Venezuela's poor get wise to socialism
It took them 19 years to catch on, but Venezuela's poor, the very bedrock of support for Venezuela's Chavista socialist system, have turned on their socialist masters. That's bad news for President Nicolas Maduro, because the socialism he is forcing on them is all done on the premise of helping the poor.
They're rioting for food, just as Venezuela's middle class are protesting for democracy. Bloomberg reports:
Services are shaky in Caracas, particularly in the slums that surround the capital. Water pipes go dry for days at a time, trash sits rotting and lights go out due to an aging power grid. The flashpoint has been the failure of the neighborhood food program. Deliveries are sporadic and reports of corruption are rampant.

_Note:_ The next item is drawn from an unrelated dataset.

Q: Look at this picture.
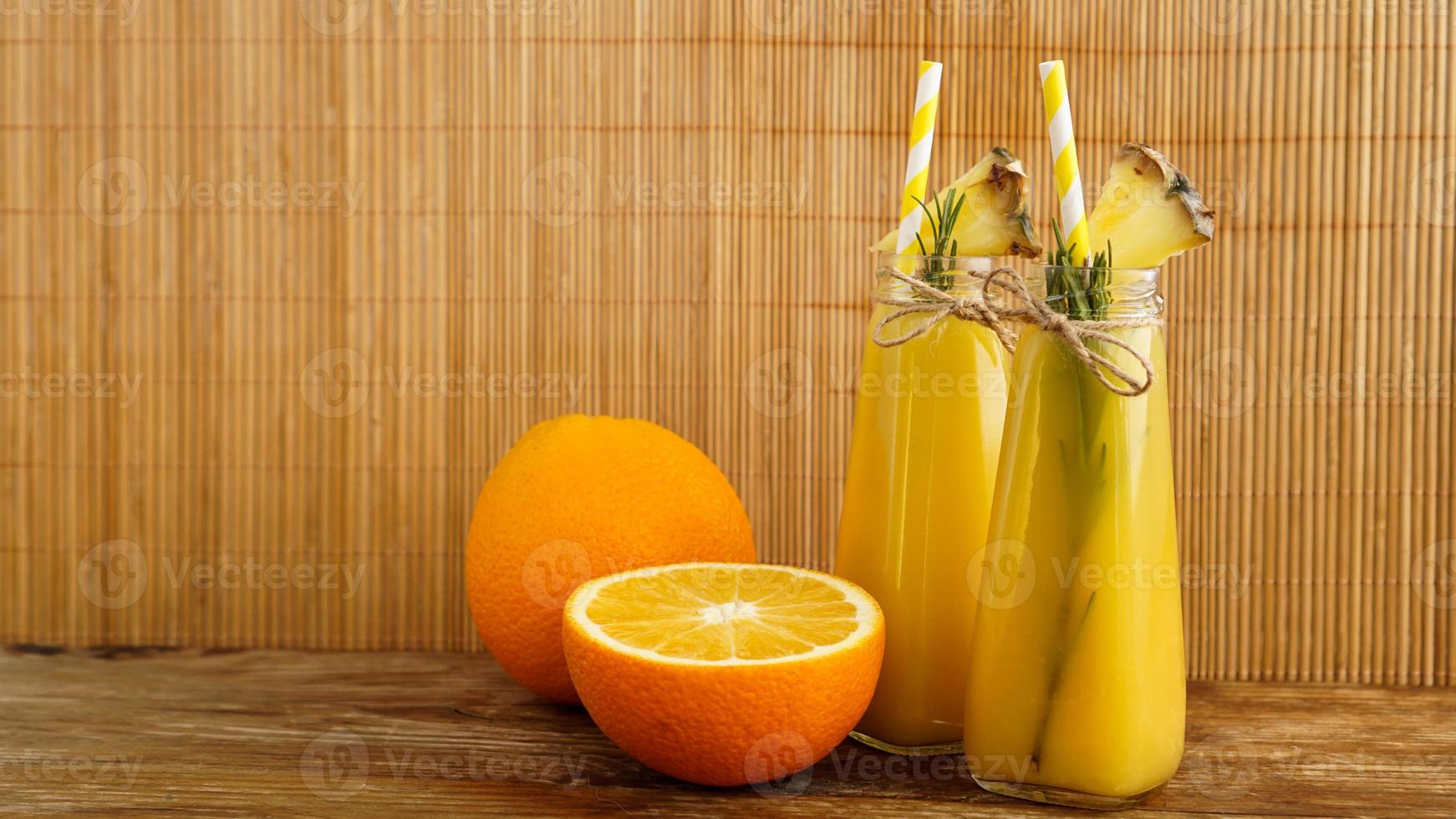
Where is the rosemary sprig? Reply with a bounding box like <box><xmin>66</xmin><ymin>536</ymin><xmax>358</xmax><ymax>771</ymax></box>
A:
<box><xmin>1046</xmin><ymin>220</ymin><xmax>1112</xmax><ymax>322</ymax></box>
<box><xmin>914</xmin><ymin>191</ymin><xmax>965</xmax><ymax>291</ymax></box>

"It takes us by surprise when it comes," said Misleidy Gonzalez, a 21-year-old mother of two who cleans homes to get by. Barefooted children played on the cement floor of the wooden shack in the hillside Mamera slum, where she lives with her sister and niece.
Years ago, the barrio boasted government food stores filled with subsidized staples.
"Before you had to wait for hours, but you'd find something," Gonzalez said. "Last year, I even waited in line pregnant. Now there is nothing. Only the bags."
If you have ever been to the slums of Caracas, a place even Lonely Planet tells its hardy backpackers not to go to, you know a bit about the squalid, horrific conditions the poor live in. When I visited in late 2005, with my friend Miguel Octavio, who writes the excellent Devil's Excrement blog, Miguel noted that despite the horrific, overwhelming picture the slums presented, extending for miles over hill after hill, the poor lived by rules and had a social contract – loud music was to be turned town at 10:00 p.m., or the self-appointed enforcers would come after them. There were de facto property rights even if there were no records. They also were not as poor as they looked – some of the cinderblock units had glass windows, many had satellite dishes (he pointed those out), and most had access to illegally tapped electricity lines.
Now, apparently, things are different. The people are cooking with firewood and can't get food.
It's a shame it took them 19 years to realize that socialism is a dead end and the free bags of beans would eventually be halted as the system runs out of other people's money. Unlike Sean Penn, however, these people had no one to teach them, no failed examples to be warned from. They just had faith in the promises.
These failed. Now the troops are patrolling their streets and looking to shoo them like rats, as has been done in Brazil. And they are still entirely powerless. But unlike the Venezuelan middle class, at least they seem to be willing to fight their oppressors. That may be their salvation.